LRDE 0.99.6
LRDE implements a Hurdle Negative Binomial (Hurdle-NB) generalized linear model (GLM) tailored for long-read RNA-seq data. Compared to short-read technologies, long-read sequencing often involves smaller sample sizes and substantial expression dropout (i.e., excess zeros), posing challenges for standard differential expression methods.
This package is designed to address these issues by combining a flexible two-part model with stabilized parameter estimation.
The core contribution of LRDE is the integration of a hurdle model with empirical Bayes (EB) shrinkage, enabling robust and stable inference across genes.
For each gene gene \(g\) and sample \(i\), the observed count \(y_{ig}\) is modeled using a two-component framework:
Zero component:
A Bernoulli distribution models the probability of observing a structural zero (dropout).
Count component:
Conditional on being non-zero, counts follow a zero-truncated Negative Binomial distribution, capturing overdispersed expression levels.
This formulation explicitly separates biological absence from technical dropout, improving interpretability and model fit.
Long-read RNA-seq data are often noisy, particularly for lowly expressed genes. To mitigate this, LRDE borrows strength across genes using an empirical Bayes strategy:
Binning:
Genes are grouped into bins according to similar mean expression levels.
Prior estimation:
Within each bin, empirical priors are estimated for:
Shrinkage:
Gene-specific (tag-wise) estimates are shrunk toward their bin-specific priors, resulting in more stable dispersion estimates and improved statistical power.
LRDE provides two complementary approaches for differential expression analysis:
Likelihood Ratio Test (hurdle_LRT())
Recommended for general hypothesis testing and comparison of nested models.
Wald Test (hurdle_Wald_Test())
A computationally efficient alternative for testing individual coefficients.
The main object returned by LRDE is a list containing the following components:
counts: normalized count matrixgroup: sample group labelssize.factors: normalization factorstagwise.disp: gene-wise dispersion estimateszero_prob_matrix: estimated zero probabilities for each grouplrt_stats: likelihood ratio test statisticswald_stats: Wald test statisticsp.values: p-values for differential expressionThese components can be accessed directly using standard list indexing.

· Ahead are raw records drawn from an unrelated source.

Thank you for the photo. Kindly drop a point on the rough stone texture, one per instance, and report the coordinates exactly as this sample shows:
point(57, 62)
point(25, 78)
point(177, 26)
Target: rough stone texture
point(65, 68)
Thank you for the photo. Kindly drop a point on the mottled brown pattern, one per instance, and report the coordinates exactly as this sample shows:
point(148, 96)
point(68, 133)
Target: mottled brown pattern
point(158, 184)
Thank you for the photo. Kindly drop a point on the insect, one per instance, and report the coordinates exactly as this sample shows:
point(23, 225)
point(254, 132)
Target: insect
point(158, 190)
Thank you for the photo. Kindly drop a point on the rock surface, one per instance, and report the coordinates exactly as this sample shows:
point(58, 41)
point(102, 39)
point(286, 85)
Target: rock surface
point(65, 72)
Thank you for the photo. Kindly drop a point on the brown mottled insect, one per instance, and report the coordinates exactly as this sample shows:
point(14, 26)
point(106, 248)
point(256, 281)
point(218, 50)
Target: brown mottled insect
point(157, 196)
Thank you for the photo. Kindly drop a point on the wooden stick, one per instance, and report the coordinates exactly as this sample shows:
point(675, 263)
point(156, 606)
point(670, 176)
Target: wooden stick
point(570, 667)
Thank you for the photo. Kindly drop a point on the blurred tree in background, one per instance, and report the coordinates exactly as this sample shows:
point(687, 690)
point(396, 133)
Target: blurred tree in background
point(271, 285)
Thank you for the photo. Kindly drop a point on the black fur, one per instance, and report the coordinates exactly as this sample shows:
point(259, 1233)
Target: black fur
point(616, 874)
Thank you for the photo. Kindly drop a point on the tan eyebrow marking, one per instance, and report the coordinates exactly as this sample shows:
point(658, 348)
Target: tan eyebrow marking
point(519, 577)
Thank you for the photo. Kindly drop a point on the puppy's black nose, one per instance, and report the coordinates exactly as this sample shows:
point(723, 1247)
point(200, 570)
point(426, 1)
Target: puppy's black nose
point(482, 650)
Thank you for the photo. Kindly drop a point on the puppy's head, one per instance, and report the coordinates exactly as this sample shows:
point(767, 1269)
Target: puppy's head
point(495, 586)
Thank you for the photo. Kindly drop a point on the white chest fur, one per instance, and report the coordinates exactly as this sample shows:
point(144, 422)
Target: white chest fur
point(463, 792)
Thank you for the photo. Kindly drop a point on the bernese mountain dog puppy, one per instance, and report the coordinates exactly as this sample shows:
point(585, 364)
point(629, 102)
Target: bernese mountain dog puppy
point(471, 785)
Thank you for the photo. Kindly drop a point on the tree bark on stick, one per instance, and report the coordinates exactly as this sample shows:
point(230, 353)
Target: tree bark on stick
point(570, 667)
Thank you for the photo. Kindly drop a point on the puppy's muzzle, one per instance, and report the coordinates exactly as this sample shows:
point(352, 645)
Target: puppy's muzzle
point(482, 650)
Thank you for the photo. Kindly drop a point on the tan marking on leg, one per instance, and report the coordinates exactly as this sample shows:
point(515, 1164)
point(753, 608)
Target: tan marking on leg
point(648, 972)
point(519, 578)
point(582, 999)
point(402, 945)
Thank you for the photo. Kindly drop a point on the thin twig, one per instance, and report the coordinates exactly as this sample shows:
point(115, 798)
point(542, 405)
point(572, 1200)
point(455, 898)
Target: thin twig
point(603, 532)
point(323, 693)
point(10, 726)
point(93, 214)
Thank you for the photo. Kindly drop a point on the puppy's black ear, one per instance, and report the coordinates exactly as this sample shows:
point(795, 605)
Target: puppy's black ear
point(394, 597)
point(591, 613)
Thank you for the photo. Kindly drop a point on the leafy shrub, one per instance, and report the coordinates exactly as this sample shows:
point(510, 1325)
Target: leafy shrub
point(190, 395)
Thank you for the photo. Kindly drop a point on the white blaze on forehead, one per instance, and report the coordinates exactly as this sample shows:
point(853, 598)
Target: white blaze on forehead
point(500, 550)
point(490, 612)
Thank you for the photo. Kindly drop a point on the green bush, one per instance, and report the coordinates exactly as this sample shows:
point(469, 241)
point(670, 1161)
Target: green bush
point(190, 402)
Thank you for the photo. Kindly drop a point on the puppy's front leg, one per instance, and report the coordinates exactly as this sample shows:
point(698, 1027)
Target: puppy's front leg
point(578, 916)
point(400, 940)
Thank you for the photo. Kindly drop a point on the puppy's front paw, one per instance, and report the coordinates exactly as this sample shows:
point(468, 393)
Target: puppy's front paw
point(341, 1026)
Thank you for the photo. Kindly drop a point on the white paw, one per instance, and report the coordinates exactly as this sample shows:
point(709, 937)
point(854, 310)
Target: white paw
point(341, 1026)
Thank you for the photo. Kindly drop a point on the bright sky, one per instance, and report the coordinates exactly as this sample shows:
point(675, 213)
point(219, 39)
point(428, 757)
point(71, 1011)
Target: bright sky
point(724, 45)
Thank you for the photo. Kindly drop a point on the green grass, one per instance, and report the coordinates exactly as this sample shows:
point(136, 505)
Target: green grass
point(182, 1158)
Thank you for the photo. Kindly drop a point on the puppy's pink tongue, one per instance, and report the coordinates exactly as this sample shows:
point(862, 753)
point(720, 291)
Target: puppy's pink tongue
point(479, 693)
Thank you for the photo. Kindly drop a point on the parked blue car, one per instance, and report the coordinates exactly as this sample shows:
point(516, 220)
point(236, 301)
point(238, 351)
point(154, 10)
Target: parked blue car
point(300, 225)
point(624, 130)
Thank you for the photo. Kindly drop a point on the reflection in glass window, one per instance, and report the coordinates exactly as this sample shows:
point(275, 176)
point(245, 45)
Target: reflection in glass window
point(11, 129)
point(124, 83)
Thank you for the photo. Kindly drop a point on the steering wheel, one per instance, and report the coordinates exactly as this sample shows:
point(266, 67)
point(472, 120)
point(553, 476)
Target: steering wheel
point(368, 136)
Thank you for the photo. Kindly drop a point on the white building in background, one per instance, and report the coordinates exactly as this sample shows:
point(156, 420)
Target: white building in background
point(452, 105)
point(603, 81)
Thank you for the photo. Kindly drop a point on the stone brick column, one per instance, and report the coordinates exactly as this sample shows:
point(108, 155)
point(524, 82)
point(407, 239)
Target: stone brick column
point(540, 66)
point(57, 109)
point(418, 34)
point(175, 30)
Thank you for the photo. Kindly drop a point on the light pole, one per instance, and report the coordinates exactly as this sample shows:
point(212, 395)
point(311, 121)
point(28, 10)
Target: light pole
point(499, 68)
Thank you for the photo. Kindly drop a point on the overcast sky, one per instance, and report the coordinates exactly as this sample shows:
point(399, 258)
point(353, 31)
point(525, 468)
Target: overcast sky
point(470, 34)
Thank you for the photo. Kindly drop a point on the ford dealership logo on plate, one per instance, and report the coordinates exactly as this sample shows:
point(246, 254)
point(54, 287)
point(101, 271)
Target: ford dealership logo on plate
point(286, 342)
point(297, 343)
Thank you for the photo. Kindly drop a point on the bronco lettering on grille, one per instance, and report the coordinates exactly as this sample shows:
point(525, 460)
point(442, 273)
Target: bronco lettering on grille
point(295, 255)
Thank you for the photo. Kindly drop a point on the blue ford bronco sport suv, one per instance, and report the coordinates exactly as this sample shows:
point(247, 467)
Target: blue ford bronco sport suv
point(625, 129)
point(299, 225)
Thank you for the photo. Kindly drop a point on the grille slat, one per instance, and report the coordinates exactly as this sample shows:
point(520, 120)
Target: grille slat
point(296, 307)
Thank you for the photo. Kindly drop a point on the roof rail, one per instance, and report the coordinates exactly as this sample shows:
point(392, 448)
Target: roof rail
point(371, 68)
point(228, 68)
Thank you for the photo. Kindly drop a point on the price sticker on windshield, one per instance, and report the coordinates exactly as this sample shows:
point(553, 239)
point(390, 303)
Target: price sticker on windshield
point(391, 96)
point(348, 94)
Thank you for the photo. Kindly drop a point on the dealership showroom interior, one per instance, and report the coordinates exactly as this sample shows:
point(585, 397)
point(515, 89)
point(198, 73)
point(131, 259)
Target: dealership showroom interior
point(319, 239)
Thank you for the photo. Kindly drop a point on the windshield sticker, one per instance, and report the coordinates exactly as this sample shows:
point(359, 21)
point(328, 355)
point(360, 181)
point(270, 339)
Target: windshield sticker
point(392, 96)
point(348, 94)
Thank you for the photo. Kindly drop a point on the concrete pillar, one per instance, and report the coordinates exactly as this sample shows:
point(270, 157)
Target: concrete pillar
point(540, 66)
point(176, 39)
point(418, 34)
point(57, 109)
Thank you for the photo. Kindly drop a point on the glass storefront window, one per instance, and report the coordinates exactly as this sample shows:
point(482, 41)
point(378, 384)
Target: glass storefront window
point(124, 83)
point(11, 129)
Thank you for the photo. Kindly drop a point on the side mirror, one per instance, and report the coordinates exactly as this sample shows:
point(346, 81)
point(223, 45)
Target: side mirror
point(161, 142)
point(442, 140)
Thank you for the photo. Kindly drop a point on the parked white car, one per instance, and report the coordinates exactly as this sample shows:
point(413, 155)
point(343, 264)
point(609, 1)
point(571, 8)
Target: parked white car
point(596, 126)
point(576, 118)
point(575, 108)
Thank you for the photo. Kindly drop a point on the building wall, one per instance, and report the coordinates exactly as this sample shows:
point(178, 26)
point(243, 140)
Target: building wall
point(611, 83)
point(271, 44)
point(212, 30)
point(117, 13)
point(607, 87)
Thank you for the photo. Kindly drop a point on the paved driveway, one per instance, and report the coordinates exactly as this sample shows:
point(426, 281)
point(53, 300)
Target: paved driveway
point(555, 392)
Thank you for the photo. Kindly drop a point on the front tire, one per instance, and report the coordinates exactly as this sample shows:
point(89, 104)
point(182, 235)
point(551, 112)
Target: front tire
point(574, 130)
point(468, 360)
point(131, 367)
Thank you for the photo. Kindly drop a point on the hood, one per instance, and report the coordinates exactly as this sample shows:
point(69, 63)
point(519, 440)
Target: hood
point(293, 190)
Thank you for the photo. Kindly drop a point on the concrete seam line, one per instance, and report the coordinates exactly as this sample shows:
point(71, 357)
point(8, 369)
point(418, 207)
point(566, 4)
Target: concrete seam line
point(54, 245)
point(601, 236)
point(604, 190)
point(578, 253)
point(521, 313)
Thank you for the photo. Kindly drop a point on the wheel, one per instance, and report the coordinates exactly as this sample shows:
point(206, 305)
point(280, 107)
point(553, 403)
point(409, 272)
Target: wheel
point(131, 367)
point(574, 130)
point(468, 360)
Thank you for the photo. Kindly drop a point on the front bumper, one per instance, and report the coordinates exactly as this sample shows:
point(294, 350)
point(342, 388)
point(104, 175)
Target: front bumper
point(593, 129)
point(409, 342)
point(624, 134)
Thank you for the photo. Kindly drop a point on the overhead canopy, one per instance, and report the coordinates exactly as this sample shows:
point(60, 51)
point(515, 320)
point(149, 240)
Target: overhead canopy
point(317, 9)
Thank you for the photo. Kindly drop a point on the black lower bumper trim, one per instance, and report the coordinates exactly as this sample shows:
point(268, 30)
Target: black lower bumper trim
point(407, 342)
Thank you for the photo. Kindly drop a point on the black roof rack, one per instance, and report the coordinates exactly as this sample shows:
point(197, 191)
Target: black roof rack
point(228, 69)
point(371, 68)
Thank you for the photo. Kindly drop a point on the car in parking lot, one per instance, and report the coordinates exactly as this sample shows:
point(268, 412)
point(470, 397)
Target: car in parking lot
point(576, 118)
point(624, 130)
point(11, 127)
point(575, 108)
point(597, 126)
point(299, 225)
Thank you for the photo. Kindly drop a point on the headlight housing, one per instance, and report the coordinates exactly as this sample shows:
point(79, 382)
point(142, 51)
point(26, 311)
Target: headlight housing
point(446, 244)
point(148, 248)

LRDE also supports input from SummarizedExperiment objects, enabling integration with standard Bioconductor workflows.
This section demonstrates a minimal end-to-end workflow for differential expression analysis using LRDE.
# Load the package
suppressPackageStartupMessages(library(LRDE))
set.seed(123)
# 1. Simulate a count matrix (Negative Binomial)
mat <- matrix(rnbinom(300, size = 5, mu = 5), nrow = 50)
# Define sample groups
grp <- factor(c("A", "A", "A", "B", "B", "B"))
# 2. Prepare the data object
y <- prepareDGE(mat, grp)
# 3. Estimate size factors for normalization
y <- sizeFactorsEst(y)
# 4. Estimate tag-wise dispersions
y <- tagwiseEst(y)
# 5a. Differential expression testing: Wald test
y <- hurdle_Wald_Test(y)
# 5b. Differential expression testing: Likelihood Ratio Test
y <- hurdle_LRT(y)
# 6. Inspect results
head(y$lrt_stats) # LRT statistics per gene
#> [1] 3.454142872 0.899998178 0.041541545 0.261982772 6.372198462 0.005056271
head(y$wald_stats) # Wald statistics per gene
#> [1] -1.71589930 0.94594439 0.20390895 -0.51176389 -2.26213529 0.07112874
head(y$p.values) # p-values
#> [1] 0.06309344 0.34278220 0.83849617 0.60876122 0.01159219 0.94331223
head(y$tagwise.disp) # estimated dispersions
#> [1] 0.02735738 0.04630069 0.03428276 0.44069007 0.05461926 0.03239385
str(y, max.level = 1) # Data structure visualization
#> List of 8
#> $ counts : int [1:50, 1:6] 6 8 7 10 8 6 8 13 3 10 ...
#> ..- attr(*, "dimnames")=List of 2
#> $ samples :'data.frame': 6 obs. of 3 variables:
#> $ baseMean : num [1:50] 3.81 7.36 6.62 7.19 4.88 ...
#> $ tagwise.disp : num [1:50] 0.0274 0.0463 0.0343 0.4407 0.0546 ...
#> $ zero_prob_matrix: num [1:50, 1:2] 0.0196 0.0215 0.0215 0.0215 0.0215 ...
#> ..- attr(*, "dimnames")=List of 2
#> $ wald_stats : num [1:50] -1.716 0.946 0.204 -0.512 -2.262 ...
#> $ p.values : num [1:50] 0.0631 0.3428 0.8385 0.6088 0.0116 ...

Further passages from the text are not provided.